Les profits des monopoles et l’évasion fiscale ont permis à Apple de se constituer une cagnotte de quelque 250 milliards de dollars.

CAPITALISME… MOINS D’INNOVATION
Pendant que le secteur public périclite, le secteur privé devient toujours plus boursouflé et plus prédateur. L’économie devient un instrument pour rendre les riches plus riches. L’argent qui devrait servir à financer le futur Internet est alloué aux voitures de sport et aux yachts de grand luxe. Le résultat est qu’il y a moins d’inventions et, surtout, une croissance plus faible. Depuis les années 1970, l’économie états-unienne s’est développée beaucoup plus lentement que pendant son âge d’or du milieu du siècle dernier – et les salaires ont stagné. La richesse a été redistribuée vers le haut, où elle s’empile inutilement, alors que la masse du peuple qui l’a créée continue son glissement vers le bas.
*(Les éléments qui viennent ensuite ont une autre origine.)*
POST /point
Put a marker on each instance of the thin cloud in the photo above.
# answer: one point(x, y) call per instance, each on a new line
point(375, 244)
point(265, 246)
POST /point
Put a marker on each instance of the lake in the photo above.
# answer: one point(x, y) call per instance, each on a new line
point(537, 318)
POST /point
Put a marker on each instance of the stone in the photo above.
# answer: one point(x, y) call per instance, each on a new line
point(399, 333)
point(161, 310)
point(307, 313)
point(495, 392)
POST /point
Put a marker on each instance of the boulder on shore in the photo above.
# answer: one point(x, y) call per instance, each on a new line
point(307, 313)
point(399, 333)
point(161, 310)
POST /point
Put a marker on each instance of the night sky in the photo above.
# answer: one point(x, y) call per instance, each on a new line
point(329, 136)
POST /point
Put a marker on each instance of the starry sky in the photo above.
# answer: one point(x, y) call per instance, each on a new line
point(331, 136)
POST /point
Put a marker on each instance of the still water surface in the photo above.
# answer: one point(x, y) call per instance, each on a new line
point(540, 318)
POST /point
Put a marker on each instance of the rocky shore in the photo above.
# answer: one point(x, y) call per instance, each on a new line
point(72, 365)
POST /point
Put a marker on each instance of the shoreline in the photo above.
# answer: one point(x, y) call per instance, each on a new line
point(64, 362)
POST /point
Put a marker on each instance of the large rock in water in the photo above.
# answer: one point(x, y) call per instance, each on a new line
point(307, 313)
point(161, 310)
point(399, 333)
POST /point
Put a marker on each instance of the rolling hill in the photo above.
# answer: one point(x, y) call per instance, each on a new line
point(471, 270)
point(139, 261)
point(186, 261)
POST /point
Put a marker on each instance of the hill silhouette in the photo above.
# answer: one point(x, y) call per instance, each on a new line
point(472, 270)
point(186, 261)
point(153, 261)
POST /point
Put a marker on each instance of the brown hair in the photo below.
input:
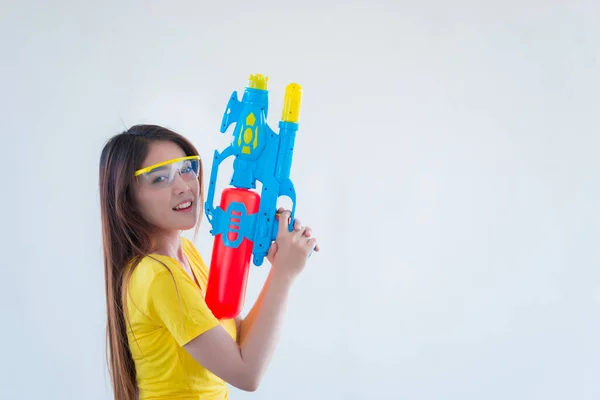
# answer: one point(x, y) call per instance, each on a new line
point(126, 237)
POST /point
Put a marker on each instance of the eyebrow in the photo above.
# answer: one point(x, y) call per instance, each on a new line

Il est difficile d’imaginer façon plus irrationnelle d’organiser la société. Le capitalisme se vante d’assurer une bonne allocation des ressources – s’il crée des inégalités, affirment ses zélateurs, il crée également la croissance. C’est de moins en moins le cas. Dans son infinie sagesse, le capitalisme se dévore lui-même. Un système plus sain reconnaîtrait que l’innovation est trop précieuse pour la laisser au secteur privé… et que le capitalisme fonctionne mieux en théorie qu’en pratique.